Yesterday I did my last presentation in Modern Drama, which—besides teaching and the French exam—is my last hurdle before the end of April.  (The presentation, by the way, was on Sophie Treadwell’s Machinal, an amazing play that the Western literary canon “forgot” for about 50 years and has recently rediscovered—a great play.)

This means that today I drove out to Off Broadway and got a pair of shoes, and thence to McKay’s, where I got four books, one of which is a children’s book called A Hole is to Dig (A First Book of First Definitions), illustrated by Maurice Sendak, which has wonderful sentences in it like, “Mashed potatoes are to give everybody enough” and “A face is so you can make faces.  A face is something to have on the front of your head.”  I basically love it.  (“Grass is to have on the ground with dirt under it and clover in it.”) (“A hole is when you step in it you go down.”)  (“Cats are so you can have kittens.”)  And now, after the best-ever grilled cheese, wearing new shoes, freezing in the kitchen while the heater is heating up, I have put on Ravi Shenkar while I grade quizzes and daydream.

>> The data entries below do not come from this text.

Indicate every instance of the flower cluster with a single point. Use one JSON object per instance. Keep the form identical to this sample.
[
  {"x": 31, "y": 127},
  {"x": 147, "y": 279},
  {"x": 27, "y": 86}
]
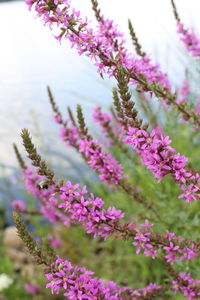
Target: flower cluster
[
  {"x": 161, "y": 159},
  {"x": 171, "y": 244},
  {"x": 103, "y": 119},
  {"x": 183, "y": 92},
  {"x": 189, "y": 39},
  {"x": 79, "y": 283},
  {"x": 47, "y": 208},
  {"x": 88, "y": 210},
  {"x": 102, "y": 161},
  {"x": 18, "y": 205},
  {"x": 187, "y": 285}
]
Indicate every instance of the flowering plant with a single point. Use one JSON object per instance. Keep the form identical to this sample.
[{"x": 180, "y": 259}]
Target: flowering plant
[{"x": 139, "y": 142}]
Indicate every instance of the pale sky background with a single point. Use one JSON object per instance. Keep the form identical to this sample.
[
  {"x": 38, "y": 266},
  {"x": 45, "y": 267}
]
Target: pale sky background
[{"x": 30, "y": 58}]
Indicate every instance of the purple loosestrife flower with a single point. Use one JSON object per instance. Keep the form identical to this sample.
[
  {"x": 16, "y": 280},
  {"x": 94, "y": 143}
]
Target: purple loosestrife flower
[
  {"x": 100, "y": 44},
  {"x": 18, "y": 205},
  {"x": 183, "y": 92},
  {"x": 88, "y": 210},
  {"x": 198, "y": 107},
  {"x": 32, "y": 288},
  {"x": 48, "y": 203},
  {"x": 79, "y": 283},
  {"x": 187, "y": 285},
  {"x": 106, "y": 166},
  {"x": 102, "y": 118},
  {"x": 189, "y": 39},
  {"x": 161, "y": 159}
]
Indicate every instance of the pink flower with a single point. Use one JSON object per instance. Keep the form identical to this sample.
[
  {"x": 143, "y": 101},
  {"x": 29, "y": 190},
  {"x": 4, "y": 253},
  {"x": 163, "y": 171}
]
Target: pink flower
[
  {"x": 32, "y": 288},
  {"x": 18, "y": 205}
]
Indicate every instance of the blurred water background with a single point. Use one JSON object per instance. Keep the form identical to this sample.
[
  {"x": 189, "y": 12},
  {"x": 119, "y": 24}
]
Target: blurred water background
[{"x": 31, "y": 59}]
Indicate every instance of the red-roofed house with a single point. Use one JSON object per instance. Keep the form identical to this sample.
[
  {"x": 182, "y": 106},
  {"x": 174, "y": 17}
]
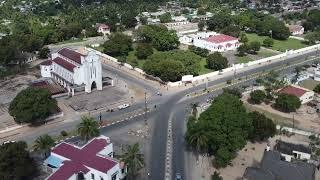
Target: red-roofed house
[
  {"x": 74, "y": 70},
  {"x": 92, "y": 161},
  {"x": 305, "y": 95},
  {"x": 211, "y": 40},
  {"x": 103, "y": 28}
]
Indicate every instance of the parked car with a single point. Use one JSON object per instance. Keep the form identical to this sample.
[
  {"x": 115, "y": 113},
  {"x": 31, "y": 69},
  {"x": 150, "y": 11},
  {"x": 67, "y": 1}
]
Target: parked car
[{"x": 123, "y": 106}]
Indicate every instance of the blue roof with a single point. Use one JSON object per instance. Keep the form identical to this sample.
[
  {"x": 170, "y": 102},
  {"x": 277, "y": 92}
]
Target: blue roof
[{"x": 54, "y": 161}]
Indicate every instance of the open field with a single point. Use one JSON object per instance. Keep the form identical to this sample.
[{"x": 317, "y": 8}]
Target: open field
[{"x": 278, "y": 45}]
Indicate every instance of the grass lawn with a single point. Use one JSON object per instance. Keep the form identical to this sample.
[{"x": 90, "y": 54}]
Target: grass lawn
[
  {"x": 309, "y": 84},
  {"x": 278, "y": 45}
]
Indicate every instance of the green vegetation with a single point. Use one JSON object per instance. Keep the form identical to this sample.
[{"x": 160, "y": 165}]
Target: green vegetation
[
  {"x": 44, "y": 144},
  {"x": 16, "y": 163},
  {"x": 32, "y": 105},
  {"x": 279, "y": 45},
  {"x": 88, "y": 128},
  {"x": 287, "y": 103},
  {"x": 257, "y": 97},
  {"x": 172, "y": 65},
  {"x": 133, "y": 159}
]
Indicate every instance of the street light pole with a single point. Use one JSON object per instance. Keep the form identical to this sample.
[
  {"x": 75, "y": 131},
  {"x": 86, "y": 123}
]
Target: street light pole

It’s been a confusing time, these past two months, having the huge joys of passing my oral and getting another poem published, having my committee tell me that if I don’t get my thesis published it will be my fault—and then having these large anxieties and griefs about health, deaths.  Last night we slept so well, but the two nights previous we didn’t.  I’m not sure what a panic attack is, but maybe Marshall’s been having them.  Either that, or some other thing.  We’re having to be conscious and intentional about finding ways to relieve stress…and I begin to wonder if this isn’t part of adulthood in general?  I don’t suppose you stop experiencing change, or suffering, but you certainly can’t live well (thrive, etc.) with a lot of anxiety.  The Sermon on the Mount—if it’s possible—continues to mean more and more, to us.  Why should we worry about tomorrow, when tomorrow is already worrying about its own things?

I’m appreciating yoga more and more, too, with its grateful observance of the present moment.

When I graduate, I want to get a puppy.